In our weakness we can't objectively search our mind and spirit. And often in our weakness we can't untangle our knots according to God's will. We are too intertwined and tangled up in emotion and assumption.

That's why sometimes it's best if we just simply sit quietly and let the Spirit do some groaning and untangling and working on our behalf.

Like verse 28 says, there is good to come out of this. God is working and will work good out of this mess. Sometimes I think the only thing standing between our mess and His good work from it- is our need to sit quietly.

I'm convinced there's a reason the first four letters of Messiah spell mess. We need Him. Only the Messiah can take our mess and turn it into a untangled message of hope, forgiveness, and ultimately love.


Where Was God?
Sometimes things happen in life that are so horrible our minds have a hard time processing them. Even our souls don't know quite where to place the horrific. So, we pull out our trite Christian answers and hope they are good enough to keep the honest questions at bay.

But somewhere deep inside us a question bumps around our heart. A question so honest we Christians feel we couldn't ever possibly ask it. Where was God?

Where was God when the students were shot?

Where was God when my sister's 18 year old friend had a headache one day and died suddenly the next?

Where was God when my friend's baby wrapped the umbilical cord about his leg and he died days before he would have otherwise been delivered perfectly healthy?

Where was God when that precious girl was taken and found a few days later in the trash dump?

Like I said, things so hard we can hardly process them.

Sometimes we'd rather make an excuse for God than be brave enough to actually go to God and ask. I've been guilty of this. I've tried to make excuses for God. And I hated the feeling of faking my way through with plastic answers just to gloss over something my God is certainly big enough to answer Himself.

For years, I asked God to help me wrestle with this hard question.

And finally an answer came tucked away in Acts 7:54-60, the stoning of Stephen.

It's easy to read the words of the story and miss the reality of what's really happening. Stephen is being brutally murdered. Stephen is living the horrific we can't process. Yet, in the midst of his most desperate moment, Stephen is absolutely not alone.

While I hate- absolutely hate- what is being done to Stephen's body, his soul is experiencing something completely separate. And what I discovered when I dared peak inside the horrific was a miracle that makes me weep with relief.

God was there. Jesus was there. And my Jesus wasn't just sitting by observing. No, He was standing. And please forgive me for daring to make an assumption here but because I know Jesus I have a picture in my mind of what He must have looked like in this moment. With tears streaming down his face, full of the purest compassion ever known, Jesus makes sure Stephen sees Him. Locks His eyes on his.

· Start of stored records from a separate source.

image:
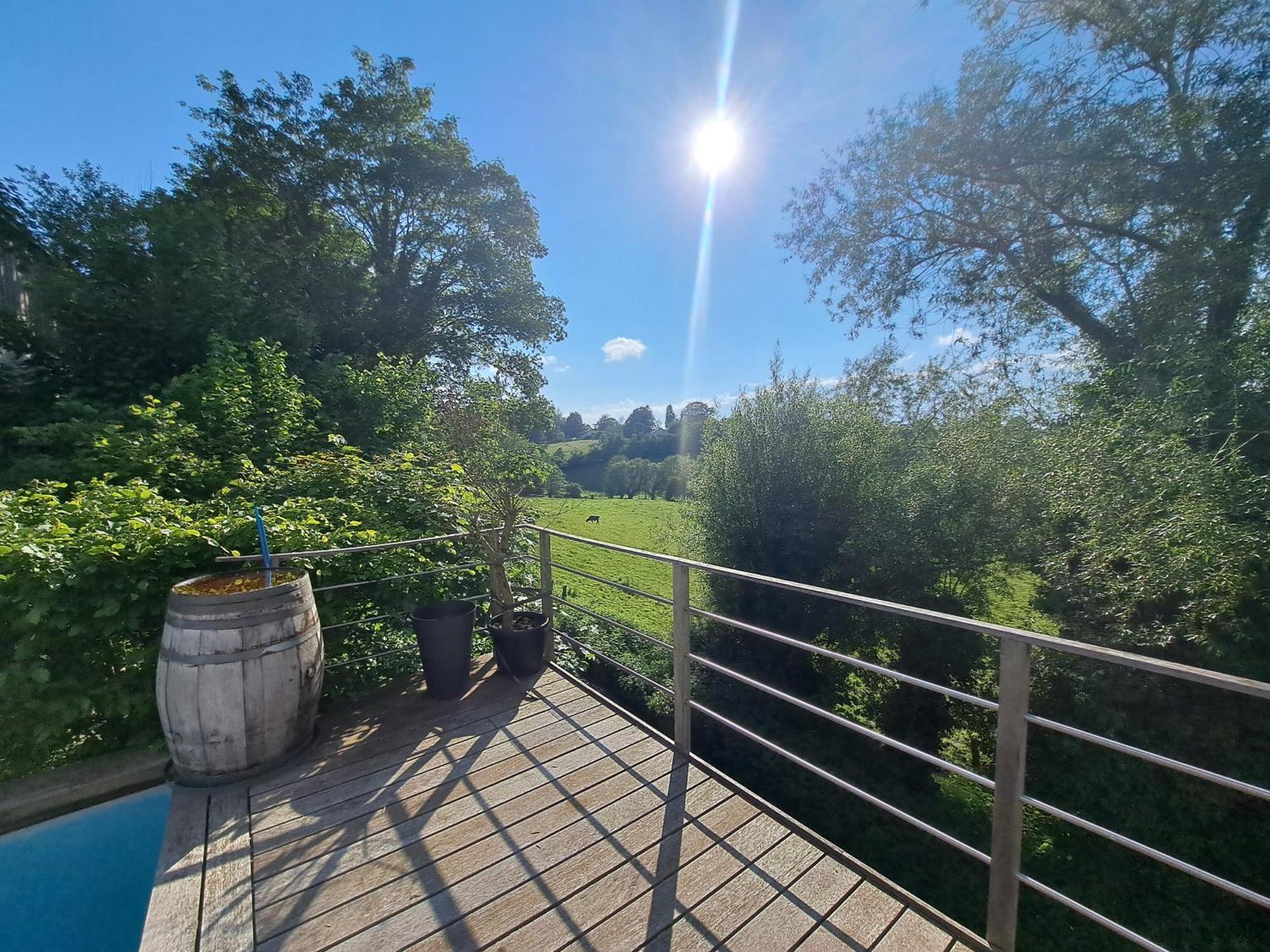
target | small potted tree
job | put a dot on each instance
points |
(502, 466)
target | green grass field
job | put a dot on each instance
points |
(650, 524)
(639, 524)
(572, 447)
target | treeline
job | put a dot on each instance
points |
(289, 323)
(631, 478)
(1086, 213)
(638, 441)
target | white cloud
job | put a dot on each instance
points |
(622, 348)
(959, 337)
(622, 409)
(552, 365)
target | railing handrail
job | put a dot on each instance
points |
(1186, 672)
(1012, 709)
(352, 550)
(1013, 720)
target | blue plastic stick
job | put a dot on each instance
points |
(265, 549)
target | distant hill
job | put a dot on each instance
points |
(572, 447)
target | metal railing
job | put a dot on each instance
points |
(1012, 708)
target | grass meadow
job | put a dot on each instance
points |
(572, 447)
(639, 524)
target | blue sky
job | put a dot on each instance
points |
(592, 105)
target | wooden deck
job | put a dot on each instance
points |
(521, 819)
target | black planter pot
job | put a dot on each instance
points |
(521, 653)
(444, 631)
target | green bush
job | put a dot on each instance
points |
(86, 571)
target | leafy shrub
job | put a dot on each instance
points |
(84, 577)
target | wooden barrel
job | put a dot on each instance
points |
(239, 673)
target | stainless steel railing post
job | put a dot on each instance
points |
(683, 671)
(545, 582)
(1008, 808)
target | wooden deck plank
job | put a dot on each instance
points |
(172, 921)
(396, 915)
(312, 775)
(403, 718)
(912, 932)
(384, 777)
(792, 915)
(464, 898)
(228, 921)
(473, 772)
(632, 926)
(430, 824)
(685, 837)
(557, 805)
(709, 922)
(496, 784)
(863, 918)
(510, 912)
(510, 819)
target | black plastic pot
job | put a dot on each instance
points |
(445, 634)
(520, 653)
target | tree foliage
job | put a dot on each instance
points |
(639, 423)
(1100, 172)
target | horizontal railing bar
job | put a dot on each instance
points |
(1153, 758)
(612, 546)
(606, 620)
(462, 567)
(354, 550)
(1230, 682)
(1159, 856)
(368, 658)
(1123, 932)
(620, 587)
(846, 659)
(364, 621)
(615, 663)
(846, 723)
(839, 783)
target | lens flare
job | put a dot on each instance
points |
(717, 145)
(716, 149)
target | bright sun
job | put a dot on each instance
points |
(717, 147)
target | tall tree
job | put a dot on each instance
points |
(1102, 172)
(573, 426)
(441, 247)
(639, 423)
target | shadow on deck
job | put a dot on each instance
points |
(534, 818)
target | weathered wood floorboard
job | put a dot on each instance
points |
(515, 818)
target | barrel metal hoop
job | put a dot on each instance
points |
(246, 656)
(244, 621)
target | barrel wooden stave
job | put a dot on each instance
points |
(239, 681)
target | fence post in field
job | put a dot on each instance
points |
(545, 591)
(1008, 809)
(683, 672)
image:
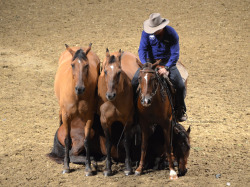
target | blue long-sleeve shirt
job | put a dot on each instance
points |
(167, 48)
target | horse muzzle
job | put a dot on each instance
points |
(146, 101)
(79, 90)
(110, 96)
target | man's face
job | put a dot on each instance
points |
(158, 32)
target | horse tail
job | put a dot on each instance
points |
(58, 151)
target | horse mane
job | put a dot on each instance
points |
(80, 54)
(181, 131)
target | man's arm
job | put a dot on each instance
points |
(174, 48)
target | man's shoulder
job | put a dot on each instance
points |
(171, 31)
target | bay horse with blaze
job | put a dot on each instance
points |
(116, 100)
(153, 107)
(75, 88)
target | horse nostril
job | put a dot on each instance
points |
(79, 90)
(110, 96)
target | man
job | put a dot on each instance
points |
(160, 41)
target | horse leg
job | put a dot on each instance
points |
(67, 142)
(108, 171)
(127, 144)
(60, 118)
(168, 148)
(88, 170)
(144, 145)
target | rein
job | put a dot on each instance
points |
(164, 84)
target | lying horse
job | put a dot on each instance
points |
(75, 88)
(116, 100)
(153, 108)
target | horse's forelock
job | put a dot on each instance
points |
(80, 55)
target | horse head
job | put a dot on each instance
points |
(181, 147)
(112, 71)
(80, 68)
(148, 84)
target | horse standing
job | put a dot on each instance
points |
(75, 88)
(153, 108)
(116, 100)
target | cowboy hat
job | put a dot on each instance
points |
(154, 23)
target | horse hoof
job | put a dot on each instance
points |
(66, 171)
(173, 175)
(107, 173)
(128, 172)
(138, 173)
(88, 173)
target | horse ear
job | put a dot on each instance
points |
(69, 50)
(87, 51)
(107, 52)
(176, 130)
(139, 63)
(119, 55)
(189, 130)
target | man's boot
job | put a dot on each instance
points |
(181, 114)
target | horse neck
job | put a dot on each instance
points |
(124, 84)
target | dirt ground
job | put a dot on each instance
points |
(214, 42)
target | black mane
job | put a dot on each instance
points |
(80, 54)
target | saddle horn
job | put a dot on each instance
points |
(69, 50)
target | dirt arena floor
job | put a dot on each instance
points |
(214, 42)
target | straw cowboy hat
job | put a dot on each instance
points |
(154, 23)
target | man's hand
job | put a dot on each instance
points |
(162, 71)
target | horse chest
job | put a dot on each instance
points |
(83, 107)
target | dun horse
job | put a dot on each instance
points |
(116, 100)
(153, 108)
(75, 87)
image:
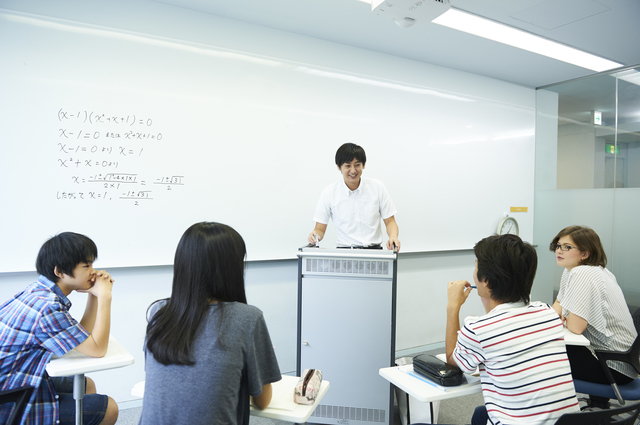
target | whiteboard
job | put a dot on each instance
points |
(130, 137)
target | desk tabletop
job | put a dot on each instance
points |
(74, 363)
(282, 406)
(422, 389)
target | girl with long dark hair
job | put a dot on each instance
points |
(206, 350)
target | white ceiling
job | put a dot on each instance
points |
(607, 28)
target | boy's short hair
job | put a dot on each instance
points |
(508, 265)
(586, 239)
(347, 152)
(65, 251)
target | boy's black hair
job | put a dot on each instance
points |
(508, 265)
(347, 152)
(65, 251)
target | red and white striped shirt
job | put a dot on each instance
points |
(524, 369)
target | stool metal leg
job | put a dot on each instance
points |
(78, 394)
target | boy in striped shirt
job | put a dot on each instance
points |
(518, 345)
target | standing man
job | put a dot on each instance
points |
(518, 345)
(356, 205)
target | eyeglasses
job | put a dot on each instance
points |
(565, 248)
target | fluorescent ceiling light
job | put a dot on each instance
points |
(501, 33)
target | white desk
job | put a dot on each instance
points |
(424, 391)
(574, 339)
(77, 364)
(282, 406)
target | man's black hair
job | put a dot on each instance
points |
(347, 152)
(65, 251)
(508, 265)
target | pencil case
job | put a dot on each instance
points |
(436, 370)
(308, 386)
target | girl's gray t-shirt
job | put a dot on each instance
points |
(233, 360)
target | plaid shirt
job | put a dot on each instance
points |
(34, 326)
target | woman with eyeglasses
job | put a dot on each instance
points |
(592, 304)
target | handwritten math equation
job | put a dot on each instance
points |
(102, 157)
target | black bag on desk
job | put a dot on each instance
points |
(436, 370)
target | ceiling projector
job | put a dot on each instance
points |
(407, 12)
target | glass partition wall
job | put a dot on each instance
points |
(588, 172)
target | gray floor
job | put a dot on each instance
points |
(455, 412)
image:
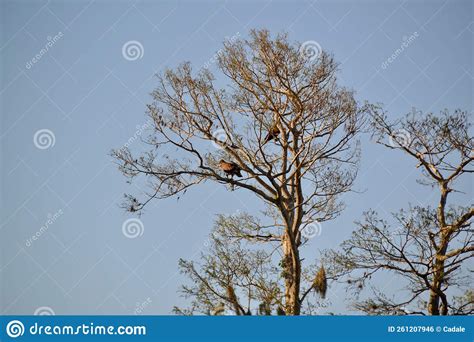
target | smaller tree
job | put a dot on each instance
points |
(236, 276)
(431, 246)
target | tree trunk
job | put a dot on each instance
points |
(292, 274)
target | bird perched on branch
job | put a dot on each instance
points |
(230, 168)
(272, 134)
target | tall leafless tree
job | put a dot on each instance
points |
(432, 247)
(236, 274)
(299, 169)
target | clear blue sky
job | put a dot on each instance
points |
(91, 98)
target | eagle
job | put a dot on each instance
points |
(272, 134)
(230, 168)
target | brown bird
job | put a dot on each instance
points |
(272, 134)
(230, 168)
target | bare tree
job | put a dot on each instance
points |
(236, 274)
(429, 248)
(283, 122)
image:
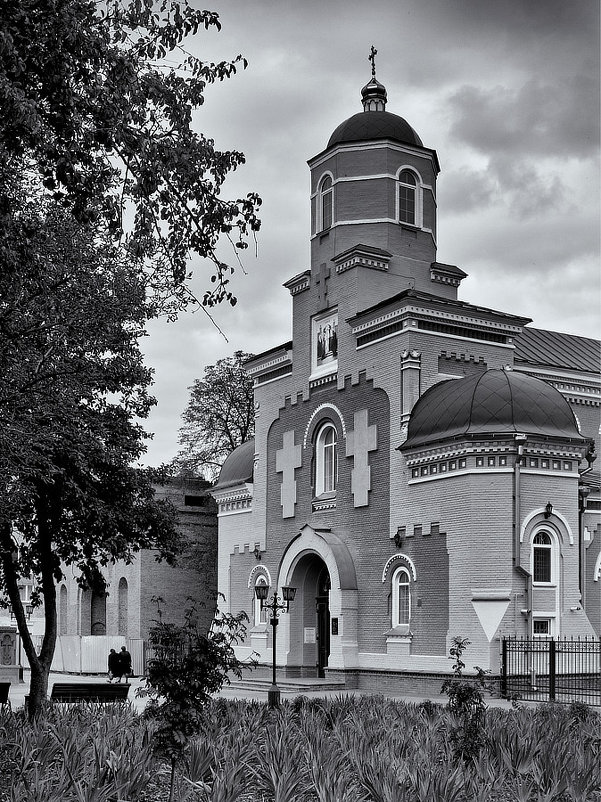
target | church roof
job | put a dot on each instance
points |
(238, 467)
(496, 402)
(553, 349)
(369, 125)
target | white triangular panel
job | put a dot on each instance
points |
(490, 613)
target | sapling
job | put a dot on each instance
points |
(466, 701)
(188, 665)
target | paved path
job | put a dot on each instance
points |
(18, 691)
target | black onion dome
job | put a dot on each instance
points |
(367, 125)
(238, 467)
(492, 403)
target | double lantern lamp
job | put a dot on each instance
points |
(275, 606)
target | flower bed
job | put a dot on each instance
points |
(348, 749)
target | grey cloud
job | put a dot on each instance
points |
(537, 118)
(465, 189)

And from what I can tell, Stephen never took his eyes off of Jesus.

In the midst of chaos and screaming and the most vicious of acts, Stephen's soul talks with Jesus. His body falls as Stephen cries out forgiveness for all who dare to hear. And with that, a merciful sleep takes Stephen away.

I know this is hard to process.

I know just reading these passages doesn't answer every question.

And might I encourage you to wrestle with this and pray about this and ask God the bold questions that knock around your soul?

I don't understand why Stephen had to die this way.

I am still horrified by all of the events I listed above.

But, I do know where God was. He wasn't too busy. He wasn't cold and heartless. He wasn't caught off guard.

He was there. And I'm convinced with holy tears dripping in the midst, He is grieved over how sin has broken this world. And He walks to the edge of eternity and reminds us He will avenge, He will redeem, He will make all things right.

Especially those we can't possibly understand right now.